EULAR recommendations for cardiovascular disease risk management in patients with rheumatoid arthritis and other forms of inflammatory joint disorders: 2015/2016 update

R Agca, S C Heslinga, S Rollefstad, M Heslinga, I B McInnes, M J L Peters, T K Kvien, M Dougados, H Radner, F Atzeni, J Primdahl, A Södergren, S Wallberg Jonsson, J van Rompay, C Zabalan, T R Pedersen, L Jacobsson, K de Vlam, M A Gonzalez-Gay, A G Semb & 6 others G D Kitas, Y M Smulders, Z Szekanecz, N Sattar, D P M Symmons, M T Nurmohamed

Research output: Contribution to journalArticleAcademicpeer-review

Abstract

Patients with rheumatoid arthritis (RA) and other inflammatory joint disorders (IJD) have increased cardiovascular disease (CVD) risk compared with the general population.

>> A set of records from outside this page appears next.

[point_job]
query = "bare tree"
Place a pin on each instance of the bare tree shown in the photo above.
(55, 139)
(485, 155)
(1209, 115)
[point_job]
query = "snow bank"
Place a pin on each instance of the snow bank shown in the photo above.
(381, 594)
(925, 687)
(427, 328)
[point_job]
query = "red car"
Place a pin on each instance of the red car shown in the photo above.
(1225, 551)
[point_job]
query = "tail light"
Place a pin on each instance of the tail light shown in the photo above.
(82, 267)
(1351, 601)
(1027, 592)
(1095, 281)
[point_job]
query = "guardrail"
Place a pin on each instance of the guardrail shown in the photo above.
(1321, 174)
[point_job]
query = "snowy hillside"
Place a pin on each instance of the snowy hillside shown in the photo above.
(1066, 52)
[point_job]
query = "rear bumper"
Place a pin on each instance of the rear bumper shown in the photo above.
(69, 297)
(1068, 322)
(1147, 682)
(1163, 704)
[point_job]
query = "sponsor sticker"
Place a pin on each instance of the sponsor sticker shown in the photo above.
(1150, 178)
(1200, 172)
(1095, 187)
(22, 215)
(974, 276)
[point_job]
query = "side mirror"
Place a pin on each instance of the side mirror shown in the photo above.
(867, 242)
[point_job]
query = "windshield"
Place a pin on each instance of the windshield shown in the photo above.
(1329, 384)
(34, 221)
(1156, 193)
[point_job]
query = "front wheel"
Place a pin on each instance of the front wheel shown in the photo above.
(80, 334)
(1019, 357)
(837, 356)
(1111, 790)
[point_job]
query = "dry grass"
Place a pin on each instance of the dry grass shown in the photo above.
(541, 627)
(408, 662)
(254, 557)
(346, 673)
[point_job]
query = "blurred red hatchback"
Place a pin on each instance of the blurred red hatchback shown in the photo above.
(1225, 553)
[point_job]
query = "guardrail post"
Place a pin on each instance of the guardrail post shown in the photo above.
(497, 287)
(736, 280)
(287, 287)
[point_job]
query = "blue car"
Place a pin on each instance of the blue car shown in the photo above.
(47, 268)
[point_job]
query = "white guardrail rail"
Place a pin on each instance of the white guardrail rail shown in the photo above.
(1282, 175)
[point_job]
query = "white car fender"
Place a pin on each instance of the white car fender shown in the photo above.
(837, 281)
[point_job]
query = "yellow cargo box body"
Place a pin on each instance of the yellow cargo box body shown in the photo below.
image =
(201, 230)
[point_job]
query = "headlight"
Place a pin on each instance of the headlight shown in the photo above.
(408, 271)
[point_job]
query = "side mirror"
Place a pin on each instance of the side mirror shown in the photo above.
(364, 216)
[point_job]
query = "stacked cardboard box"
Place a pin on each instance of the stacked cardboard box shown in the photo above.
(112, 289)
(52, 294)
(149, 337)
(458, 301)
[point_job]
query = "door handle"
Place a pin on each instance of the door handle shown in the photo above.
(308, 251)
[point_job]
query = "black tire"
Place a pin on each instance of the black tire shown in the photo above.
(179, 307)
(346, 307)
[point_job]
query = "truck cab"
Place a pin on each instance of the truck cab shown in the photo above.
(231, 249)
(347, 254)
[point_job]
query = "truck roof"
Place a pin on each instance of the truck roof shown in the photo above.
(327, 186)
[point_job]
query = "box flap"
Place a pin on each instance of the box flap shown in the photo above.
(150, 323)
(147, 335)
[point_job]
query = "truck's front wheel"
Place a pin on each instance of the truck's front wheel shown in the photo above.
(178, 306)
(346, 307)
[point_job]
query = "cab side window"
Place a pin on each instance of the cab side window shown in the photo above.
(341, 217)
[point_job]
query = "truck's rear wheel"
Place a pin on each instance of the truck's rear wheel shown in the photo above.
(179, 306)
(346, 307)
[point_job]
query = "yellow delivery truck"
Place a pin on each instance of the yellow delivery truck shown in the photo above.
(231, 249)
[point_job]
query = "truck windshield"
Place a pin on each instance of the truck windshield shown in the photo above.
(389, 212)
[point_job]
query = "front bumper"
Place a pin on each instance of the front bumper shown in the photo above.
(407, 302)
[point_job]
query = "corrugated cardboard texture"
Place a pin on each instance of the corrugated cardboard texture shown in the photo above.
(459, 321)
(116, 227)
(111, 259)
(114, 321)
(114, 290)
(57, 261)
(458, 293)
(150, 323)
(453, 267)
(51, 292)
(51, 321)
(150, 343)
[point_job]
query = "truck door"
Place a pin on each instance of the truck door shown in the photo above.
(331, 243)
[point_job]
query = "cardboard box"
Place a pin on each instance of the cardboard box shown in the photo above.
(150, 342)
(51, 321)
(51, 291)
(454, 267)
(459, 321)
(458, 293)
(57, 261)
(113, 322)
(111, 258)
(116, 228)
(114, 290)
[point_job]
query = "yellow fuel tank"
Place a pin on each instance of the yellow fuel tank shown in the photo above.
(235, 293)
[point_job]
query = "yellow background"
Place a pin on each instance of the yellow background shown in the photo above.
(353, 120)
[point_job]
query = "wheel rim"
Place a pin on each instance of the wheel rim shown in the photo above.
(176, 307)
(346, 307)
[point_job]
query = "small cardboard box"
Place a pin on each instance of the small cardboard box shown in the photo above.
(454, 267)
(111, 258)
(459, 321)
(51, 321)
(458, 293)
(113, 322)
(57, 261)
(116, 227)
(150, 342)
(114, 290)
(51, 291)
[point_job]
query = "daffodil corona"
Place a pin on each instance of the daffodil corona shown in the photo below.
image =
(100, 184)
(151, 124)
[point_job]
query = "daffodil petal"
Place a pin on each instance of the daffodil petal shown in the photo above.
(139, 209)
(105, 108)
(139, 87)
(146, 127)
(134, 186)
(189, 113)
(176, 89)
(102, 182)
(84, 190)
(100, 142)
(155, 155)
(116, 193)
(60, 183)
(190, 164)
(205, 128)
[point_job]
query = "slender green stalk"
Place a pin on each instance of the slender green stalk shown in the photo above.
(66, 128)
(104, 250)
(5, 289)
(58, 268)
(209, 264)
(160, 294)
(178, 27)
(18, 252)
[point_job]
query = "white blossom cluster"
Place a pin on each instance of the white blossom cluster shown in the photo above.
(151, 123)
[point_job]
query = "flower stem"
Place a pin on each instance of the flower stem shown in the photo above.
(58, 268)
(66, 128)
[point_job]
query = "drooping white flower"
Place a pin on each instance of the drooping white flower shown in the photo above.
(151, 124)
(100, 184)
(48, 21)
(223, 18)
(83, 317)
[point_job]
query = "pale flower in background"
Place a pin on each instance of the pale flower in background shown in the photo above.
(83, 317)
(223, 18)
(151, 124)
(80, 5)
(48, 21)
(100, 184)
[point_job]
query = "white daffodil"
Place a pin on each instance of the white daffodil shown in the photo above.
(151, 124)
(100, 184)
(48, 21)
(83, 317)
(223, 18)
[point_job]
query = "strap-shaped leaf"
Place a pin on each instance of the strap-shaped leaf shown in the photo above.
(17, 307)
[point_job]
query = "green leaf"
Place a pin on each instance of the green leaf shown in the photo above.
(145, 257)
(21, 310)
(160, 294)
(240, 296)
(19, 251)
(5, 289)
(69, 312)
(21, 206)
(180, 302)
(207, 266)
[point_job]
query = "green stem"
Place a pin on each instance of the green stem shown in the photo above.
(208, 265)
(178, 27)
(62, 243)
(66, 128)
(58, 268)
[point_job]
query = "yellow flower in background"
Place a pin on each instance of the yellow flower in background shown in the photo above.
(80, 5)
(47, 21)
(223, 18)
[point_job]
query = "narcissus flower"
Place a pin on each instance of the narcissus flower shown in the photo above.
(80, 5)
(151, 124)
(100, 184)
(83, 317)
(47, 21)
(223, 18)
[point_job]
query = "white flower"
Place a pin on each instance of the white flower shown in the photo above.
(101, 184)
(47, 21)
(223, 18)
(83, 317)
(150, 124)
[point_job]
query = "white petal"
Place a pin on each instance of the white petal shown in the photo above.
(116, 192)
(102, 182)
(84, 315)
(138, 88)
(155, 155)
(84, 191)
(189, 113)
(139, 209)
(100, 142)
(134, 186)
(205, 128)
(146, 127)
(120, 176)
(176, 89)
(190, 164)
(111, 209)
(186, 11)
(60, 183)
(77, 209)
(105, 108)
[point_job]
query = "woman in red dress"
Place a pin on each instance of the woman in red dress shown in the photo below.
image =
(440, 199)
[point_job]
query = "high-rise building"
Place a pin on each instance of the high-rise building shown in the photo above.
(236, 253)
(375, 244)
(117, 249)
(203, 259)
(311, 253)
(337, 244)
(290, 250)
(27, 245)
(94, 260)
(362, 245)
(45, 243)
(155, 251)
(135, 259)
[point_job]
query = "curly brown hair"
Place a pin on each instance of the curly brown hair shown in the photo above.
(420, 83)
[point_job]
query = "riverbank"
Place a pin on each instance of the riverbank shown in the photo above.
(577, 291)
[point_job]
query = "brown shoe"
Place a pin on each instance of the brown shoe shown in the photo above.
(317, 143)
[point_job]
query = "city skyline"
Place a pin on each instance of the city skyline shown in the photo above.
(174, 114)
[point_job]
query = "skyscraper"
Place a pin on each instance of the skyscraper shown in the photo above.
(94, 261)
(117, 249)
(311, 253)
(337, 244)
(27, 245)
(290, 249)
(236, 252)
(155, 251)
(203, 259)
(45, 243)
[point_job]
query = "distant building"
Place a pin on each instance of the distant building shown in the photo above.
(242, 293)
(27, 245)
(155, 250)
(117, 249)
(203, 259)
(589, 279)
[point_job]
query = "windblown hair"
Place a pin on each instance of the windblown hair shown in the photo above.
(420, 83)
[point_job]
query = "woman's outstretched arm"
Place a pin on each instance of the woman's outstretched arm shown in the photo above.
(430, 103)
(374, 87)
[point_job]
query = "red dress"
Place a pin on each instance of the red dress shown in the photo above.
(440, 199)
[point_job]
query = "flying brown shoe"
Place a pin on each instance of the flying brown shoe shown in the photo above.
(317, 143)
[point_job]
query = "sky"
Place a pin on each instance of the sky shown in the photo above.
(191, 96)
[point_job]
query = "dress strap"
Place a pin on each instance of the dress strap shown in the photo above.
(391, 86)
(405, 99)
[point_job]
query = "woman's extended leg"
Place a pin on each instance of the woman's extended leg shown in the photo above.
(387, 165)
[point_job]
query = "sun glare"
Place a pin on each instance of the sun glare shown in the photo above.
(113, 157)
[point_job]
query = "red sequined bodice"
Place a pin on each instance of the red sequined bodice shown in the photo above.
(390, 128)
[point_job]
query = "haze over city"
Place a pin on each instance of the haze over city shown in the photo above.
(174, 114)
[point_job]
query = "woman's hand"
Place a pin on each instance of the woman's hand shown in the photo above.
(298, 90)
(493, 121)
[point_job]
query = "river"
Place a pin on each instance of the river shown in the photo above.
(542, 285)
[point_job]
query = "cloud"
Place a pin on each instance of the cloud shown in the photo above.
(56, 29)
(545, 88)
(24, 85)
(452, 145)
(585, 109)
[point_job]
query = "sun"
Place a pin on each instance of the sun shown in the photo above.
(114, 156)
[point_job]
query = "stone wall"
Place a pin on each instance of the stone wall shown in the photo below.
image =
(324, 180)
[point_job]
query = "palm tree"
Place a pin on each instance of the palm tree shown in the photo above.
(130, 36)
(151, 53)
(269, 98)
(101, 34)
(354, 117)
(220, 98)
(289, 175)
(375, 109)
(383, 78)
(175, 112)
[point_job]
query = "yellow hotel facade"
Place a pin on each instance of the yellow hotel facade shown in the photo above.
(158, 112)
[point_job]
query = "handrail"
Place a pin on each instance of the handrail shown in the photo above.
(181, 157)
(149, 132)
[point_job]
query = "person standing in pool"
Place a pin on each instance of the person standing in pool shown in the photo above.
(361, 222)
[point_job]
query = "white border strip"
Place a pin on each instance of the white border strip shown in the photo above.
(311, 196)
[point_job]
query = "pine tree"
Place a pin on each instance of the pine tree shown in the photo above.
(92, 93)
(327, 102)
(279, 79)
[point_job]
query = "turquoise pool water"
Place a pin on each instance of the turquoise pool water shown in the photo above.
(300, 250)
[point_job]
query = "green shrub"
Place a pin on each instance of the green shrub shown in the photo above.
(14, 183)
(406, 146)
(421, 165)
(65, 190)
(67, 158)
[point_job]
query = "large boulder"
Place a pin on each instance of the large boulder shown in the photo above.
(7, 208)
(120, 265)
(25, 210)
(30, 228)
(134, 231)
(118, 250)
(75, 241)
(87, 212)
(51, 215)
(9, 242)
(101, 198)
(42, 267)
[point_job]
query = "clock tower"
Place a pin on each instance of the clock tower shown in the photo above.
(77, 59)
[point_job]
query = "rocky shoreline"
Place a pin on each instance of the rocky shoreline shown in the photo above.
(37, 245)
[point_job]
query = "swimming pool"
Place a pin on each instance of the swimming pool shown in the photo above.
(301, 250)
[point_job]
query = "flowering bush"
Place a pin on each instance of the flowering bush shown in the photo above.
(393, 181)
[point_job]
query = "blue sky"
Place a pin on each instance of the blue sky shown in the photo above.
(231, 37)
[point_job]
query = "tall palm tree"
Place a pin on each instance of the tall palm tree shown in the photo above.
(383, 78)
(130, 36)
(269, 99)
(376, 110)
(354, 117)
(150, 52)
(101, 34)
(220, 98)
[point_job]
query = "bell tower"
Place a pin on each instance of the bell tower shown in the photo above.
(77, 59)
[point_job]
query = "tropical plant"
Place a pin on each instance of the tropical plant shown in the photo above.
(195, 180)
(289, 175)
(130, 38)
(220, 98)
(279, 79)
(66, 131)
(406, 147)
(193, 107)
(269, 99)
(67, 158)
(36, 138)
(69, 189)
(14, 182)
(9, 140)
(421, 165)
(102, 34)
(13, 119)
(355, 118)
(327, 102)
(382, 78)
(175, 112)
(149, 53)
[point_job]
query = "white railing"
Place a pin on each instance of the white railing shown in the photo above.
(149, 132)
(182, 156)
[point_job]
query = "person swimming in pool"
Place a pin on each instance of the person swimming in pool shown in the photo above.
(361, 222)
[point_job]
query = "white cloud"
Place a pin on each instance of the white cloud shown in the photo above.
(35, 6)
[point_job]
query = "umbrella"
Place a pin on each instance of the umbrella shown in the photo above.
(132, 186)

In 2009, the European League Against Rheumatism (EULAR) taskforce recommended screening, identification of CVD risk factors and CVD risk management largely based on expert opinion. In view of substantial new evidence, an update was conducted with the aim of producing CVD risk management recommendations for patients with IJD that now incorporates an increasing evidence base. A multidisciplinary steering committee (representing 13 European countries) comprised 26 members including patient representatives, rheumatologists, cardiologists, internists, epidemiologists, a health professional and fellows. Systematic literature searches were performed and evidence was categorised according to standard guidelines. The evidence was discussed and summarised by the experts in the course of a consensus finding and voting process. Three overarching principles were defined. First, there is a higher risk for CVD in patients with RA, and this may also apply to ankylosing spondylitis and psoriatic arthritis. Second, the rheumatologist is responsible for CVD risk management in patients with IJD. Third, the use of non-steroidal anti-inflammatory drugs and corticosteroids should be in accordance with treatment-specific recommendations from EULAR and Assessment of Spondyloarthritis International Society. Ten recommendations were defined, of which one is new and six were changed compared with the 2009 recommendations. Each designated an appropriate evidence support level. The present update extends on the evidence that CVD risk in the whole spectrum of IJD is increased. This underscores the need for CVD risk management in these patients. These recommendations are defined to provide assistance in CVD risk management in IJD, based on expert opinion and scientific evidence.

Original languageEnglish
Pages (from-to)17-28
Number of pages12
JournalAnnals of the Rheumatic Diseases
Volume76
Issue number1
DOIs
Publication statusPublished - Jan 2017

Cite this

Agca, R ; Heslinga, S C ; Rollefstad, S ; Heslinga, M ; McInnes, I B ; Peters, M J L ; Kvien, T K ; Dougados, M ; Radner, H ; Atzeni, F ; Primdahl, J ; Södergren, A ; Wallberg Jonsson, S ; van Rompay, J ; Zabalan, C ; Pedersen, T R ; Jacobsson, L ; de Vlam, K ; Gonzalez-Gay, M A ; Semb, A G ; Kitas, G D ; Smulders, Y M ; Szekanecz, Z ; Sattar, N ; Symmons, D P M ; Nurmohamed, M T. / EULAR recommendations for cardiovascular disease risk management in patients with rheumatoid arthritis and other forms of inflammatory joint disorders : 2015/2016 update. In: Annals of the Rheumatic Diseases. 2017 ; Vol. 76, No. 1. pp. 17-28.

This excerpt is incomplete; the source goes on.